The report went on to suggest that such commentary cast doubt on the willingness of Iranian government and financial institutions to adopt the “deep structural reforms” that are needed in order to improve the country’s investment prospects and its persistently stagnant economy. Khamenei’s “resistance economy” plan is the same that was touted while nuclear-related sanctions were in full force, as a way to weather the difficulty without succumbing to international demands.
What’s more, Khamenei’s plans are not facing the sort of resistance that one might expect from the administration of President Hassan Rouhani, who spearheaded the nuclear agreement on the Iranian side. This week, Iranian state media reportedly carried remarks by Foreign Minister Mohammad Javad Zarif warning that the country was prepared to resume full-scale nuclear enrichment if government officials determined that the US had created “a situation that continuation of the Joint Comprehensive Plan of Action would damage Tehran’s national interest.”
Zarif even went so far as to say that the renewed nuclear activities would be more advanced than they were prior to the agreement. He admitted that Iran had continued development of advanced enrichment centrifuges after the implementation of the JCPOA, resulting in devices that could create enriched uranium 20 times faster and more efficiently than the previous models. Such statements are sure to further justify the concerns of those Western policymakers who oppose the existing nuclear deal, thereby raising the likelihood of new enforcement measures that could bar the reentry of European firms into the Iranian market.
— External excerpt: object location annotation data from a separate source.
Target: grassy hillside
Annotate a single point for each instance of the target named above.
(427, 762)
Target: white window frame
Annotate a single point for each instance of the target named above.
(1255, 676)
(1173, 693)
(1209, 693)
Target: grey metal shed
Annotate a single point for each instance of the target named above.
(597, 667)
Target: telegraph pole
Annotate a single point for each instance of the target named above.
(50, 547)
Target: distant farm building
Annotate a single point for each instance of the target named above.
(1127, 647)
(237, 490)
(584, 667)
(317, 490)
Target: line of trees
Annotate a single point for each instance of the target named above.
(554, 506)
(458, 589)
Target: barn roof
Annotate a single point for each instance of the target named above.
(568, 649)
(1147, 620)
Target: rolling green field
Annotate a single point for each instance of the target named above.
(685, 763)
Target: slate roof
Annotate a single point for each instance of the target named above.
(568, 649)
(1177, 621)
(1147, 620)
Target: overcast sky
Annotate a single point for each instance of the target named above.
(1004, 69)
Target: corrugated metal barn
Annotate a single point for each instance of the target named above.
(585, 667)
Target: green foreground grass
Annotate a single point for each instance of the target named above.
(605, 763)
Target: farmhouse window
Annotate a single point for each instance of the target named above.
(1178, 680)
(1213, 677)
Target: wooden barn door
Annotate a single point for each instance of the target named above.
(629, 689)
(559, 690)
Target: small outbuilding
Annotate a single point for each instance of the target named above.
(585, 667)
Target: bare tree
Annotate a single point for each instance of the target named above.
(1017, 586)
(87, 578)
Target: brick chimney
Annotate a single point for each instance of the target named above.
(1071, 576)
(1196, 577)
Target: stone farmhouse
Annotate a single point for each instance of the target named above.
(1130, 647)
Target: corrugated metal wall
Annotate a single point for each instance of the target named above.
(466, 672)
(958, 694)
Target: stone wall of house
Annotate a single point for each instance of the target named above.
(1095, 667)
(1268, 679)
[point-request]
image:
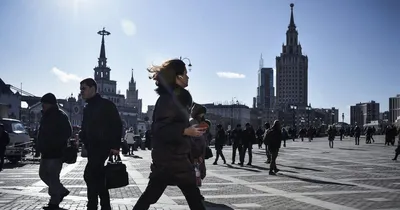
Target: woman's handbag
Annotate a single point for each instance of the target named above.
(83, 151)
(116, 174)
(70, 154)
(208, 153)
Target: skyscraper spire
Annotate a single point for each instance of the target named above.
(102, 57)
(291, 24)
(261, 62)
(132, 77)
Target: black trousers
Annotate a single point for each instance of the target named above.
(156, 187)
(246, 147)
(2, 152)
(238, 147)
(274, 155)
(95, 181)
(218, 154)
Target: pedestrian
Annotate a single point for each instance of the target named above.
(102, 136)
(331, 135)
(237, 137)
(220, 138)
(129, 138)
(249, 138)
(274, 136)
(199, 144)
(265, 140)
(171, 161)
(54, 133)
(4, 141)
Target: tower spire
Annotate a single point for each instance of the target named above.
(261, 62)
(291, 24)
(102, 57)
(132, 77)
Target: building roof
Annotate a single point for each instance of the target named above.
(4, 88)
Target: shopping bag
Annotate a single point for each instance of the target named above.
(83, 151)
(116, 174)
(70, 154)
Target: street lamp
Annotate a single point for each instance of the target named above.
(190, 63)
(308, 109)
(293, 108)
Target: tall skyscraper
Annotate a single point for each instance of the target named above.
(364, 113)
(394, 108)
(292, 70)
(105, 86)
(265, 89)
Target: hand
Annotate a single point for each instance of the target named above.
(114, 152)
(194, 131)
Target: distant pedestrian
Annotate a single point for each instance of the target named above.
(220, 138)
(4, 141)
(274, 136)
(102, 136)
(54, 133)
(331, 135)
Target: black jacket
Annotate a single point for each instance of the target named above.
(101, 126)
(171, 149)
(249, 136)
(54, 133)
(4, 141)
(273, 138)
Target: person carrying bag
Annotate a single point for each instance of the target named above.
(116, 174)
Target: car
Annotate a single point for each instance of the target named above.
(19, 139)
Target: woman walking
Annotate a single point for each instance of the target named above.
(220, 138)
(171, 131)
(331, 135)
(199, 144)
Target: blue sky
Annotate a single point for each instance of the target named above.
(353, 47)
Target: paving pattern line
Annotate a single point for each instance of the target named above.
(298, 197)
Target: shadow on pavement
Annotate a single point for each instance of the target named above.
(14, 165)
(302, 168)
(315, 180)
(242, 168)
(267, 169)
(134, 156)
(216, 206)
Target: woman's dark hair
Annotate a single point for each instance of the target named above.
(165, 74)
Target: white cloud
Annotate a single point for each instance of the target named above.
(64, 76)
(231, 75)
(128, 27)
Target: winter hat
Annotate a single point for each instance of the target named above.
(49, 98)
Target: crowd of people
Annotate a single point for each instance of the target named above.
(179, 140)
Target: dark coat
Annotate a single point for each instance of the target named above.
(198, 149)
(249, 136)
(171, 149)
(54, 133)
(101, 126)
(4, 141)
(220, 138)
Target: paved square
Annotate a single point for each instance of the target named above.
(312, 176)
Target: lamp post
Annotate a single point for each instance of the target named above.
(293, 108)
(190, 63)
(308, 109)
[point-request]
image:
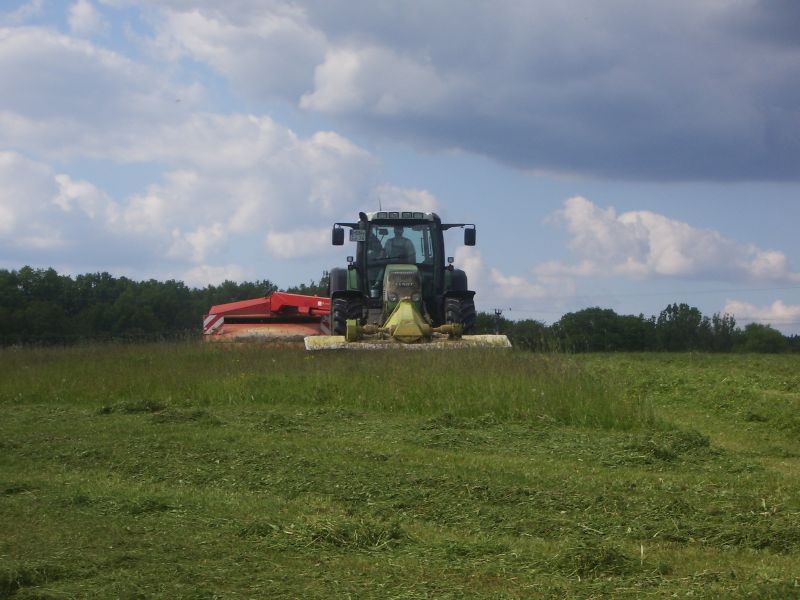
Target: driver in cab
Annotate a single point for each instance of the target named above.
(400, 248)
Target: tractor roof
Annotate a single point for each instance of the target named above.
(385, 215)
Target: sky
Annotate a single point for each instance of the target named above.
(624, 154)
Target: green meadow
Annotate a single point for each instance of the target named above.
(209, 471)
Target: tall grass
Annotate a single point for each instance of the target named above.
(504, 385)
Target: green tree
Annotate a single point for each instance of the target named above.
(763, 338)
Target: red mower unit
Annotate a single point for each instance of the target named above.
(279, 316)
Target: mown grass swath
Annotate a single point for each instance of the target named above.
(192, 471)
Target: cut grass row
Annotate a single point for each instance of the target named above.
(185, 471)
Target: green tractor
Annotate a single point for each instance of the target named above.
(398, 288)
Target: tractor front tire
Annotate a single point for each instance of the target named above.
(343, 309)
(462, 312)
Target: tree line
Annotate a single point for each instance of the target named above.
(677, 328)
(42, 306)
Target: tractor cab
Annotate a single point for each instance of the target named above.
(398, 255)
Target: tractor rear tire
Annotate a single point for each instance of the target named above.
(461, 311)
(343, 309)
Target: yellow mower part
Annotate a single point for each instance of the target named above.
(407, 326)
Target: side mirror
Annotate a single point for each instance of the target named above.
(469, 237)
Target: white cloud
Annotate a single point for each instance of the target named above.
(646, 244)
(85, 19)
(25, 188)
(204, 275)
(108, 106)
(83, 196)
(298, 243)
(265, 50)
(392, 196)
(785, 317)
(376, 80)
(21, 14)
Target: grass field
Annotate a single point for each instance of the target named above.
(191, 471)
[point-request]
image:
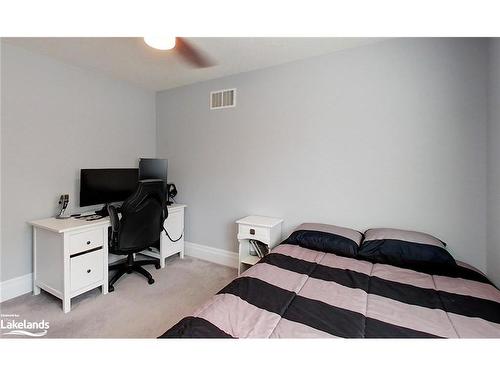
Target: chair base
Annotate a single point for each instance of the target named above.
(129, 266)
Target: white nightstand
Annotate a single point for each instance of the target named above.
(262, 228)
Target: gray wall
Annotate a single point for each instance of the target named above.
(390, 134)
(56, 119)
(493, 256)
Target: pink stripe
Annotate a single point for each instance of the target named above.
(335, 261)
(467, 288)
(419, 318)
(238, 317)
(279, 277)
(288, 329)
(403, 275)
(335, 294)
(299, 253)
(474, 327)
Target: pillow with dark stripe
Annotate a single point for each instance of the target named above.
(408, 249)
(326, 238)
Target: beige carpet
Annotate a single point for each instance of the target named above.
(134, 309)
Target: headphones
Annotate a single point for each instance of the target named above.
(171, 192)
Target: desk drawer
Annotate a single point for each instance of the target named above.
(85, 241)
(86, 269)
(253, 233)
Of course, the US has already continued its sanctions of the Islamic Republic and Iran-linked entities over non-nuclear issues like support or international terrorism. Reuters pointed out on Wednesday that a court in Luxembourg had deferred judgement in a case wherein the Iranian government is challenging the seizure of Iranian assets for payment of compensation to victims of the September 11, 2001 terrorist attacks in New York who had successfully sued Iran. And the Foundation for the Defense of Democracies reported that the United States Treasury had imposed new sanctions on two Bahraini nationals with links to Iran, declaring them Specially Designated Foreign Terrorists.
These and other such enforcement measures are all but certain to further encourage Supreme Leader Khamenei’s push for a resistance economy, which would in turn encourage Western economic disengagement from Iran.